Most California employees aren’t given a full explanation of labor laws upon being hired by an employer, but there are numerous laws – both at the state level and the national level – that protect employees when it comes to being paid. Since employees are often unaware of these laws, employers frequently attempt to take advantage of their employees in order to keep more profit in their pockets. “Is not paying overtime illegal in California?” is one of the most regularly searched questions on Google. This makes sense, as the rules around overtime pay are confusing, complicated, and changing, and because withholding fair overtime pay is perhaps the most common form of wage theft in California.

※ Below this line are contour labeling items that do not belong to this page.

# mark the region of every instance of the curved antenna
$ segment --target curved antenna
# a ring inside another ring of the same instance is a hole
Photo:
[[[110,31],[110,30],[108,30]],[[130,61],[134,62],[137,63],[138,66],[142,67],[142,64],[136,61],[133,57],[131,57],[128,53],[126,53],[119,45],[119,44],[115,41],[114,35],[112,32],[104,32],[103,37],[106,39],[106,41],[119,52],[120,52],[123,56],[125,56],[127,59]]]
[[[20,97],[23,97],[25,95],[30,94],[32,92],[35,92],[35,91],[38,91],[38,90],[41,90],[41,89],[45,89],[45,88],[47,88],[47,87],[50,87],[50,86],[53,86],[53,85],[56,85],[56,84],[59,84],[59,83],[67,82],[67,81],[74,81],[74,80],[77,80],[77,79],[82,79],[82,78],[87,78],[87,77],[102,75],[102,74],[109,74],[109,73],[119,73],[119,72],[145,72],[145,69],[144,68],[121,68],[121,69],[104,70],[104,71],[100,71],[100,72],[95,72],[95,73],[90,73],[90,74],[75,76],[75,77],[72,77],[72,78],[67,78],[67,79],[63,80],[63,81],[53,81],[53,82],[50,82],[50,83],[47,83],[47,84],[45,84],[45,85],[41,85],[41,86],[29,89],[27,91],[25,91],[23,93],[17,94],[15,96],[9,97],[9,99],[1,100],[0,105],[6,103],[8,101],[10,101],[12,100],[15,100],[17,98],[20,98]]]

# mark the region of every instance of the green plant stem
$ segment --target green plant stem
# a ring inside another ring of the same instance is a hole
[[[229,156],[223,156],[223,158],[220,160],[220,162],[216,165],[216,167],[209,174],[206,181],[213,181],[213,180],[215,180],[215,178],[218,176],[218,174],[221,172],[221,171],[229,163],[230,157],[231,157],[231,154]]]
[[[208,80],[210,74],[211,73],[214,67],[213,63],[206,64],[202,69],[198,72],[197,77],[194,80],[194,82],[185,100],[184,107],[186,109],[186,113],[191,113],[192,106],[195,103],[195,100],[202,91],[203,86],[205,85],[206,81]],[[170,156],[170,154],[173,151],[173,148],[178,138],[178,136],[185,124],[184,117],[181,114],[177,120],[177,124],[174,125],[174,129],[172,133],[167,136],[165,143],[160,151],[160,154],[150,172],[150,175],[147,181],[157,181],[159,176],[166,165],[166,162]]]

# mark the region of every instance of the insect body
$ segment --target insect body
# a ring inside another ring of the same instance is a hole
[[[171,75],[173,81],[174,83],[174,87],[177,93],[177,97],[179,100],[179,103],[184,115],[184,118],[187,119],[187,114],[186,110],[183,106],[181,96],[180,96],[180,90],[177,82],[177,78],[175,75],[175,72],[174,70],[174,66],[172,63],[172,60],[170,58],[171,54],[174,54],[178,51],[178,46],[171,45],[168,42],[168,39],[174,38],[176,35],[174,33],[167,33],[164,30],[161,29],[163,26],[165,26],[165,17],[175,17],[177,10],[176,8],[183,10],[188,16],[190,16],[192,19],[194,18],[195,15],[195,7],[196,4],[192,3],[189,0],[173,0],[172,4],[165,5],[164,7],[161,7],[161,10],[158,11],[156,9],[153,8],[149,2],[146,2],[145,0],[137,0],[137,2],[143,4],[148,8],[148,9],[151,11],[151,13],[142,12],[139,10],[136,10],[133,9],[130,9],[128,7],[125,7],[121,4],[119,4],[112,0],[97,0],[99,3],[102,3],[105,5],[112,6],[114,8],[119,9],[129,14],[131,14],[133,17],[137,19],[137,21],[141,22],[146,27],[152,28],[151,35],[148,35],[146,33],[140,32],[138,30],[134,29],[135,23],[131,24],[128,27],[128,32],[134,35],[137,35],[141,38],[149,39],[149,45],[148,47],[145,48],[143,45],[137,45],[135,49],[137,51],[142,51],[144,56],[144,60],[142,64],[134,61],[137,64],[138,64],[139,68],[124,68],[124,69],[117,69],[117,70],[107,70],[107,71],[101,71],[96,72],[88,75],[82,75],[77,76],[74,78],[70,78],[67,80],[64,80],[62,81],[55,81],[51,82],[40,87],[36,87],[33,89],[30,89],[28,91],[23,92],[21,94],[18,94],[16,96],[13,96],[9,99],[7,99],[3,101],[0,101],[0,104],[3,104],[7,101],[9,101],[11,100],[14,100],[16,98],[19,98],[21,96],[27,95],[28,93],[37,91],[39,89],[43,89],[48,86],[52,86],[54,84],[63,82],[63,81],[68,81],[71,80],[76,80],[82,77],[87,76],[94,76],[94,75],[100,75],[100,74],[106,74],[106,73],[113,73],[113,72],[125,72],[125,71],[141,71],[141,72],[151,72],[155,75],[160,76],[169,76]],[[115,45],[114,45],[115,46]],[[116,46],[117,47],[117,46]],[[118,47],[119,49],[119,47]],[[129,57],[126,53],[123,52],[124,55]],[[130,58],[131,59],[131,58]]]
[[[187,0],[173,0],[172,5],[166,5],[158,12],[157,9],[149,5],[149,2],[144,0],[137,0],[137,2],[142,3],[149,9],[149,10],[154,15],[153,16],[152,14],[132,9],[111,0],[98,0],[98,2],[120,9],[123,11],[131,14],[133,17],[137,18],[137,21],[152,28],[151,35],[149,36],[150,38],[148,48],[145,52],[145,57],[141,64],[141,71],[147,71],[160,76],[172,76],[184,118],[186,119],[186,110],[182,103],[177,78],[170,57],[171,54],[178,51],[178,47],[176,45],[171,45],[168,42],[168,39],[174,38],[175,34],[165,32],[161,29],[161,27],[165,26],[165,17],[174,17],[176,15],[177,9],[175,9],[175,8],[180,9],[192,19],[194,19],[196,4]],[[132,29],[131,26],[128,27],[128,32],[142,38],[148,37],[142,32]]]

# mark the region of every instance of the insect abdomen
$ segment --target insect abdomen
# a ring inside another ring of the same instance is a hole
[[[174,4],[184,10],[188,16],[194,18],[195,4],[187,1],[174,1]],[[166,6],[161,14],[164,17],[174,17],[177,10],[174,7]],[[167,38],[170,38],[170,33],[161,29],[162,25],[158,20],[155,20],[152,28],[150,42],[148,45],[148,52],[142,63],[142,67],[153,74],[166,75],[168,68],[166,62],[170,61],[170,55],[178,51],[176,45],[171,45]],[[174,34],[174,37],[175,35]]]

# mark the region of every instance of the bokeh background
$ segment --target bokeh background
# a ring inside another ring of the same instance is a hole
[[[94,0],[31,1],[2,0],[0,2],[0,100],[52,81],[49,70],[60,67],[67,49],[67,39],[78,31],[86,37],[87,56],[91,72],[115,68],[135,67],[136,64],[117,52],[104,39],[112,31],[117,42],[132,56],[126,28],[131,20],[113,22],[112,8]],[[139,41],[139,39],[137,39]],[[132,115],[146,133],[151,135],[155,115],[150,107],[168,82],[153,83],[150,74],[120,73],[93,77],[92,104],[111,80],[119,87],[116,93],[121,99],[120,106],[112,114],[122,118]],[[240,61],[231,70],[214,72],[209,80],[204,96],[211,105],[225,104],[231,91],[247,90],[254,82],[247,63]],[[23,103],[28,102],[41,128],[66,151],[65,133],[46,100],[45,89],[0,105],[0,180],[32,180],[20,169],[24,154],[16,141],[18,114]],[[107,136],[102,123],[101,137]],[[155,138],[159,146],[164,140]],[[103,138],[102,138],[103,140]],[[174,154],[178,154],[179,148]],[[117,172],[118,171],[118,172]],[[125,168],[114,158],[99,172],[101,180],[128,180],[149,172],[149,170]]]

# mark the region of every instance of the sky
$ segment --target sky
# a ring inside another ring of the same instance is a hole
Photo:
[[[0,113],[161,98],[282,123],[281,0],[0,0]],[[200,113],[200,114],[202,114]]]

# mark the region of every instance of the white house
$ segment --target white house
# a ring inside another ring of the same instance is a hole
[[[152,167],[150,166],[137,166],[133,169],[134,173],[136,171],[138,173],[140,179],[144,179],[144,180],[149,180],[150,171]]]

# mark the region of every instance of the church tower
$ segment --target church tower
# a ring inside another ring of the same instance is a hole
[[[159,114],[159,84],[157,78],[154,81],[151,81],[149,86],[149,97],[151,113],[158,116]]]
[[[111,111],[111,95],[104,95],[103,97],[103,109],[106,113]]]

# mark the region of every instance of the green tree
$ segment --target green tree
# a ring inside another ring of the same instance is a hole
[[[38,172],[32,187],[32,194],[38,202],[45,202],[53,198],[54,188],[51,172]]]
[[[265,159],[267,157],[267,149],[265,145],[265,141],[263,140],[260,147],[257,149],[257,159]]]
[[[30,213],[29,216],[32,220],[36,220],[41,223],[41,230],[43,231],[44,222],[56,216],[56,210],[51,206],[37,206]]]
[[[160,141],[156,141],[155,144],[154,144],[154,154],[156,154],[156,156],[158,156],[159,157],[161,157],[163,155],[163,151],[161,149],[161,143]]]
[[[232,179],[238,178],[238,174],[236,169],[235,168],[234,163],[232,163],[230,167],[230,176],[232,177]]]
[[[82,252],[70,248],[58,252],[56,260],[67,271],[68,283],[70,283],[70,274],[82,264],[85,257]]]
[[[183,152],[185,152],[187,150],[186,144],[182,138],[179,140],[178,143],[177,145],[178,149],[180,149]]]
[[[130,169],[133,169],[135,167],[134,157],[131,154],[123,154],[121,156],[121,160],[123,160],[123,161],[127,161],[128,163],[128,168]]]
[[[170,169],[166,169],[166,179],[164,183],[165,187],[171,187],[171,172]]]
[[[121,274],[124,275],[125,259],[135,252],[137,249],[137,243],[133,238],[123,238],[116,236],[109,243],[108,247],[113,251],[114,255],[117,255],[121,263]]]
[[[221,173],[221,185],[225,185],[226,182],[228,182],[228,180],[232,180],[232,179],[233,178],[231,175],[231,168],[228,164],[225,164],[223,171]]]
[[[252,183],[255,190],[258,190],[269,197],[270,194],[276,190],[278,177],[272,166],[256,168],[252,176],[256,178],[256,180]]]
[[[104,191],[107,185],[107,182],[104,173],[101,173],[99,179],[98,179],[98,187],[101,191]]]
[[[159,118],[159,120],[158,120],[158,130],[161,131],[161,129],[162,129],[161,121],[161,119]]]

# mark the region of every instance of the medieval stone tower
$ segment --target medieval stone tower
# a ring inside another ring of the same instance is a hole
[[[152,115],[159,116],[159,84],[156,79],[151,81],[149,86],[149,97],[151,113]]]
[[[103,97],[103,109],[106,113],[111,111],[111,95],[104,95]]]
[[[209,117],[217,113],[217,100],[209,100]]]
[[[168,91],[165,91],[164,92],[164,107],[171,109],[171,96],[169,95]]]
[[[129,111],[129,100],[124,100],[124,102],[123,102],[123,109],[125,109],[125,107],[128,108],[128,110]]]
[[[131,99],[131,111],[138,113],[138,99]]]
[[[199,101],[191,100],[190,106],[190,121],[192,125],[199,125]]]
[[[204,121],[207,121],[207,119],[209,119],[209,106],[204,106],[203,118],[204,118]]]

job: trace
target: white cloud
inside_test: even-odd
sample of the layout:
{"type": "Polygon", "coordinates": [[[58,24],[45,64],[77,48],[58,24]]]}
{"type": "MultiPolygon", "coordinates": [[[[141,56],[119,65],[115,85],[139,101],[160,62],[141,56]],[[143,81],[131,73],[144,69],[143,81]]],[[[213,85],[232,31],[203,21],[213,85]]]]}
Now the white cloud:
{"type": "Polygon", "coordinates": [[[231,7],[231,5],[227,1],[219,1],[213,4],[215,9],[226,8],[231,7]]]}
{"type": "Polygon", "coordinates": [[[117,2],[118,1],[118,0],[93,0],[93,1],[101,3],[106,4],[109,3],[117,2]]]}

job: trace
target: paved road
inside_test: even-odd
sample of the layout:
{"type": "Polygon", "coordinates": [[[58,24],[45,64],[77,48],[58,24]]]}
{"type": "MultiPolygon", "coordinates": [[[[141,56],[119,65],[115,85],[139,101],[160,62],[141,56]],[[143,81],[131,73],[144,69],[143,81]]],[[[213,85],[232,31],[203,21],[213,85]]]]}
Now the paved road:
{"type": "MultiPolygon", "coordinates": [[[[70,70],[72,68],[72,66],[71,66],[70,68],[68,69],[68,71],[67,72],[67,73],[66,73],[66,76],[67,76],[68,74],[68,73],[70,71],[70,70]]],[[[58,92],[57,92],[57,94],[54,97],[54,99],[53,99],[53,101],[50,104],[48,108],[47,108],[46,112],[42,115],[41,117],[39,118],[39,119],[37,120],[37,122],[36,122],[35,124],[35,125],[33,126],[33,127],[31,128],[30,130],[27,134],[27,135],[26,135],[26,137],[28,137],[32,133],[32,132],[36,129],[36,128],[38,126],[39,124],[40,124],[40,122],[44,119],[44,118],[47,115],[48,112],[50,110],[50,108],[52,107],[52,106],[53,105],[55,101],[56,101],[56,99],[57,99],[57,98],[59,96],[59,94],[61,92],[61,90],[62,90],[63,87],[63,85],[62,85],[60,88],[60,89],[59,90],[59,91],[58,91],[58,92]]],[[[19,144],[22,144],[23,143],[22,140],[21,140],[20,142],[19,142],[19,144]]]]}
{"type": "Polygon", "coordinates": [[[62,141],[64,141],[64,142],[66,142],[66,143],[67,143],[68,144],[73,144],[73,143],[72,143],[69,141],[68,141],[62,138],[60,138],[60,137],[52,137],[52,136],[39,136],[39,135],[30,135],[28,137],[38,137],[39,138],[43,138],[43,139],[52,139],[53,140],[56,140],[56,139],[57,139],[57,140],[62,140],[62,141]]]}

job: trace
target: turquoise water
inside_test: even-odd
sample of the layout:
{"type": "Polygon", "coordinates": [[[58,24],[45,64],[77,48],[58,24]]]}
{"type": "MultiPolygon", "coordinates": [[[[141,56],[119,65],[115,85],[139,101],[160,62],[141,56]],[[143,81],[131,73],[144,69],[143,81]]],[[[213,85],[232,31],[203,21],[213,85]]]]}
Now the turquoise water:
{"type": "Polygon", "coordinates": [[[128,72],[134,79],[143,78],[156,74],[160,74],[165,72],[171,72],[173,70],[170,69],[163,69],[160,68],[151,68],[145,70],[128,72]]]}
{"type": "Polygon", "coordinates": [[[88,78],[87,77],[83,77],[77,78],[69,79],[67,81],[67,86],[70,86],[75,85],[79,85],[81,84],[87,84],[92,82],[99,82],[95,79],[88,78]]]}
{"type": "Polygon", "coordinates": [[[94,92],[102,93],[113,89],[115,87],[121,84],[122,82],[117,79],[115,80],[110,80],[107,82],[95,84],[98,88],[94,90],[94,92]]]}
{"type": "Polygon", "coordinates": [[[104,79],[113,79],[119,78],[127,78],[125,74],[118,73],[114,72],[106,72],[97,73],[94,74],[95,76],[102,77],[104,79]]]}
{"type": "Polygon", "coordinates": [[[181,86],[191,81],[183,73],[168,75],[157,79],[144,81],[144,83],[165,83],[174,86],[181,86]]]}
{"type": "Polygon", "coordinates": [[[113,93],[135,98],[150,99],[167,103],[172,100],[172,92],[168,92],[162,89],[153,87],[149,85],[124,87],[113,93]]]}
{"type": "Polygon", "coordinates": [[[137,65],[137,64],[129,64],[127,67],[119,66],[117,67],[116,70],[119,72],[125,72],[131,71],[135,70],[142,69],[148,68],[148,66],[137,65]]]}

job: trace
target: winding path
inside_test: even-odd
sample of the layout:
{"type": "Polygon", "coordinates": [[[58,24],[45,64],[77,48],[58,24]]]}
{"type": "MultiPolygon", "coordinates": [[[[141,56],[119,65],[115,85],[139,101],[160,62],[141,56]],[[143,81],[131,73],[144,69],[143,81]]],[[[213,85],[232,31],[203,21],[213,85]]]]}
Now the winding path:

Not paying overtime is illegal in California, but not in every situation (again – the rules are complex!). If you believe that you earned overtime pay and did not receive it, our southern California overtime attorneys can help you confirm that your employer did break the law, calculate what monetary amount you should have earned, expose any other areas where you may not have been paid correctly, explain your rights, and tell you what we can do to help you fight for justice and back pay! Call today to schedule a free, confidential consultation with our knowledgeable legal team.
What is overtime pay?
Overtime pay refers to payment for hours you work beyond the standard work schedule, which is 40 hours per week in a single workweek (7 consecutive 24-hour days).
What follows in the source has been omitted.